Implementation of these plans would allow for continued two-way flow across the Willamette River, but with significant limitations. The capacity to move vehicles would be severely impacted, resulting in gridlock that could extend well beyond the area of the bridges. Safety would be compromised due to the complex nature of the conversion and resulting congestion. If a long-term closure is anticipated, additional modifications to the plans would be needed.
3 comments:
More great analysis that is, nonetheless, far too generous to the bridge boosting brigade. A rational analysis, given our economic constraints and the vast unmet needs for dealing with our regional earthquake fragility, would simply take all but bridge build options off the table unless and until all non-build options had been seriously tried together and SHOWN, by real data, to be inadequate.

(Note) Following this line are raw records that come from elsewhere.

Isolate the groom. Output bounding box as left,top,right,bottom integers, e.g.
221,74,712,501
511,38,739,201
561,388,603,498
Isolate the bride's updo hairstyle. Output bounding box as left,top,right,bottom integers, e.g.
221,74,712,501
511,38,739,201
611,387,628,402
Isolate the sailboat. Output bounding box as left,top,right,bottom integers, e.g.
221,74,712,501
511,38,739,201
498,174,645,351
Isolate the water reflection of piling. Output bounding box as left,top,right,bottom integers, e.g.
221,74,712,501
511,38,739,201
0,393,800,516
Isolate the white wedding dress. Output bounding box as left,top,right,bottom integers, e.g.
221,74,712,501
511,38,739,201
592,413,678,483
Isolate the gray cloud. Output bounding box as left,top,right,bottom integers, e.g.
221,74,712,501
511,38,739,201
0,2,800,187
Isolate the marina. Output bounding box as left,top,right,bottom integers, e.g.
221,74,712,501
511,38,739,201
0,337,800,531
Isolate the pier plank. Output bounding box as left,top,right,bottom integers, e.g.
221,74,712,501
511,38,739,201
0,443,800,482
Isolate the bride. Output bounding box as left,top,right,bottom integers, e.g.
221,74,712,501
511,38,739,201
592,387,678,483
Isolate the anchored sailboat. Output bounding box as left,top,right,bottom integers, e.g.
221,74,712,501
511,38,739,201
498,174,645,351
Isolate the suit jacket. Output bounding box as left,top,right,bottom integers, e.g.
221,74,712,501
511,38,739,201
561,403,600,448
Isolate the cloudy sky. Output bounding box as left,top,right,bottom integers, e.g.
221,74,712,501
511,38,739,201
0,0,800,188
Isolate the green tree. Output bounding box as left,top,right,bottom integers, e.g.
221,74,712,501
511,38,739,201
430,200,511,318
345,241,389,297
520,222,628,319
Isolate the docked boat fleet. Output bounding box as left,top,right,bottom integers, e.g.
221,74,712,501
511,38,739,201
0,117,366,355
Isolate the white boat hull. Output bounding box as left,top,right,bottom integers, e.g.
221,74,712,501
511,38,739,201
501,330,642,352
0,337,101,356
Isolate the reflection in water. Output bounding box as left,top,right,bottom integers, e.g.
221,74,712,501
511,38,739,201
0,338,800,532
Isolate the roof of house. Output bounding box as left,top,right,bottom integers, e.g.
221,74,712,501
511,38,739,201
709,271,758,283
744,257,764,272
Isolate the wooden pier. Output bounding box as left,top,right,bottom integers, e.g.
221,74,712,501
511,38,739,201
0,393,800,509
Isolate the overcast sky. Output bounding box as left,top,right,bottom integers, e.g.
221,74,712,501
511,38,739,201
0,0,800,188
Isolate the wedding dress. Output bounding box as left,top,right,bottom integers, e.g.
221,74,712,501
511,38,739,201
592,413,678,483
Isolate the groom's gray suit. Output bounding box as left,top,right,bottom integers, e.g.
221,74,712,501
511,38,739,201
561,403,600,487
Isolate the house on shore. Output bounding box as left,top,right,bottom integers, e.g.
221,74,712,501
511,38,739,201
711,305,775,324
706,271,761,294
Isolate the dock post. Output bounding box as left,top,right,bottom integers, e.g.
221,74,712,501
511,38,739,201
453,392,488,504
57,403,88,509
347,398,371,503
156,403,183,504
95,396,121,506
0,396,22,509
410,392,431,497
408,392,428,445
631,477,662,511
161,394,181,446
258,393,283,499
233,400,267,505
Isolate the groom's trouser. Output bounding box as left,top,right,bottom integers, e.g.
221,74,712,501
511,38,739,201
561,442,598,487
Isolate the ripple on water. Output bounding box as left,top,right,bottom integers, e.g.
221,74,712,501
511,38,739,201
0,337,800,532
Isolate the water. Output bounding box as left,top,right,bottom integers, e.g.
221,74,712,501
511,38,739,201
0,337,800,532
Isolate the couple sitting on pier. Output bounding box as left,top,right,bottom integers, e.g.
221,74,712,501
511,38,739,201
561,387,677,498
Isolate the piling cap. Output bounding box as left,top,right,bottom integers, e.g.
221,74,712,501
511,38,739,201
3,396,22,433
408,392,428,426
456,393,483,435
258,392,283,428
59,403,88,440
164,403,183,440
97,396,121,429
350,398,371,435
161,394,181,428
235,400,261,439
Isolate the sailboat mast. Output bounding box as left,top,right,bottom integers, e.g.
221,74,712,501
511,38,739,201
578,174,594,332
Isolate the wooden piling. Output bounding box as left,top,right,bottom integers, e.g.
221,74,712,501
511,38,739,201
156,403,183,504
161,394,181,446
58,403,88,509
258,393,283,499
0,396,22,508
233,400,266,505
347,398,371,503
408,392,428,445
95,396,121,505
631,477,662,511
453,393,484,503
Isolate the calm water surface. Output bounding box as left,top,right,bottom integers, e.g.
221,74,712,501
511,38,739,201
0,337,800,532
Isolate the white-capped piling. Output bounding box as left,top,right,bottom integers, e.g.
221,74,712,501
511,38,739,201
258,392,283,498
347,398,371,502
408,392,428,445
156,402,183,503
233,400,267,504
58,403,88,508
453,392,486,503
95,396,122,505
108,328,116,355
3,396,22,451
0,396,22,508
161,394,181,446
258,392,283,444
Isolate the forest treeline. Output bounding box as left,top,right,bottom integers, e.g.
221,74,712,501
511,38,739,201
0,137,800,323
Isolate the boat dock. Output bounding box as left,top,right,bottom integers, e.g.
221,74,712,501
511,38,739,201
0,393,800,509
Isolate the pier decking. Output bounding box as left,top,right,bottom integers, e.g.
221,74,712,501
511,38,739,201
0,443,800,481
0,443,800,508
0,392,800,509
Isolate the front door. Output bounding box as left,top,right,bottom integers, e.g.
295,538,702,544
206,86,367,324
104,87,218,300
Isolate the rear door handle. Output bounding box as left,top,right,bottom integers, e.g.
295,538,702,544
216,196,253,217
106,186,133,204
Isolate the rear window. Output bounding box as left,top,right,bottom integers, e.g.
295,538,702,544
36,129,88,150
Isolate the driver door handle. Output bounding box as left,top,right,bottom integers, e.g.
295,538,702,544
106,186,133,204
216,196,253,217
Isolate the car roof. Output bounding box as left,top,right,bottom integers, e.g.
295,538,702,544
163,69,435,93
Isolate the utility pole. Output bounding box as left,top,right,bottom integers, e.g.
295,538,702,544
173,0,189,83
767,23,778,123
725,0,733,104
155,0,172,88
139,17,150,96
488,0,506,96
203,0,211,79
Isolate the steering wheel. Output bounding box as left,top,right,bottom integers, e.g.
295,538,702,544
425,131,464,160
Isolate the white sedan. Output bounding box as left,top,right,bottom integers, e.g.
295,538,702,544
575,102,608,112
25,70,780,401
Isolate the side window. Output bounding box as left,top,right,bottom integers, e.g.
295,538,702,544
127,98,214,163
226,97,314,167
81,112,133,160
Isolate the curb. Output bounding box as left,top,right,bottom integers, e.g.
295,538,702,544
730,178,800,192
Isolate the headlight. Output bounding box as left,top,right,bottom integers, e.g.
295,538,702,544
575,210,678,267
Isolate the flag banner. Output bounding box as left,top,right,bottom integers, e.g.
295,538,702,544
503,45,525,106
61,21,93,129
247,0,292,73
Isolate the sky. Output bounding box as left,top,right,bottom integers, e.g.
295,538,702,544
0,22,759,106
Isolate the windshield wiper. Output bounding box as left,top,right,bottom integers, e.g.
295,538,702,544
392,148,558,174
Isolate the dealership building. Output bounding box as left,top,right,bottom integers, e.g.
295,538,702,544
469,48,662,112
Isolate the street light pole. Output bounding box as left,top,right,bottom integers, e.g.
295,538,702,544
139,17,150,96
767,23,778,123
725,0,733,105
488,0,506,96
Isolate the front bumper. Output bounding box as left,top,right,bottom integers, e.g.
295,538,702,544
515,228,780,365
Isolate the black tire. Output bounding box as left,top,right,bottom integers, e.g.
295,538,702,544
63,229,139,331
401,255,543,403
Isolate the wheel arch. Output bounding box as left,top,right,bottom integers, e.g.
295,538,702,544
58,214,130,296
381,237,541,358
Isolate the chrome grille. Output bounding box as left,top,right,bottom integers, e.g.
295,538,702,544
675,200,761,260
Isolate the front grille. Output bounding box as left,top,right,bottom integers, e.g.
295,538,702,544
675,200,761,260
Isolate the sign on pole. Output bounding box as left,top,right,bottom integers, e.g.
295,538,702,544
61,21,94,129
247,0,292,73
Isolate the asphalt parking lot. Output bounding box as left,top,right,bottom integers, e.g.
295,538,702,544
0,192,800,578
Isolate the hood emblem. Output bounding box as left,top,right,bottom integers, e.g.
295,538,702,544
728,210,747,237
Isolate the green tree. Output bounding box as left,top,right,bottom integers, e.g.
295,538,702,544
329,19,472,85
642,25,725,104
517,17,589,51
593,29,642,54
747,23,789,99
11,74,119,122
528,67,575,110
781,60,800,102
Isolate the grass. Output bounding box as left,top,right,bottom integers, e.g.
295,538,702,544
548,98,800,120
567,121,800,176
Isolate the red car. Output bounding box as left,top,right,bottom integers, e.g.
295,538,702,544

In other words, we would start with the premise that there could be no building of anything for cars until it had been shown that ALL of the following were inadequate to resolve congestion issues:
1) Electronic tolling on the existing bridges;
2) Staggered work shifts in the downtown state complex;
3) Incentives for a significant increase in telework usage
4) Incentives for ridesharing for cross-river commuters;
5) Commute trip reduction programs with real incentives in Marion and Polk Counties
6) A fully functioning transit system;
7) Strong and well-funded bike and walk to school programs
8) Strong economic rewards for teens who do NOT drive to school paid for by those who insist on doing so;
9) Active efforts to discourage parents from driving younger kids to schools
10) A robust network of protected bikeways such that young families with elementary age kids feel safe using bikes to travel throughout Salem.
You are right of course in a general way! (Though you omit right-priced parking, significantly.)
But the matter at hand is adjudicating the proposed UGB expansion.
So it has seemed desirable to try to identify every way that "meeting the transportation need" on the existing bridges has not been explored - and doing so in a mainly autoist mode. This means including some "low-build" and car-centric options for the existing bridges beyond Alternative 2A. Even if the expansion cannot be decisively rejected (though that would be a terrific outcome!), at least there would be ample reason for a remand and further study.
The problem is that Bridge Advocates will point to the current TDM/TSM assumptions of an 8% reduction. From their standpoint, these things in you list are already baked into the analysis.
Updated with the discussion from the main Findings Report of a plan for temporary two-way function.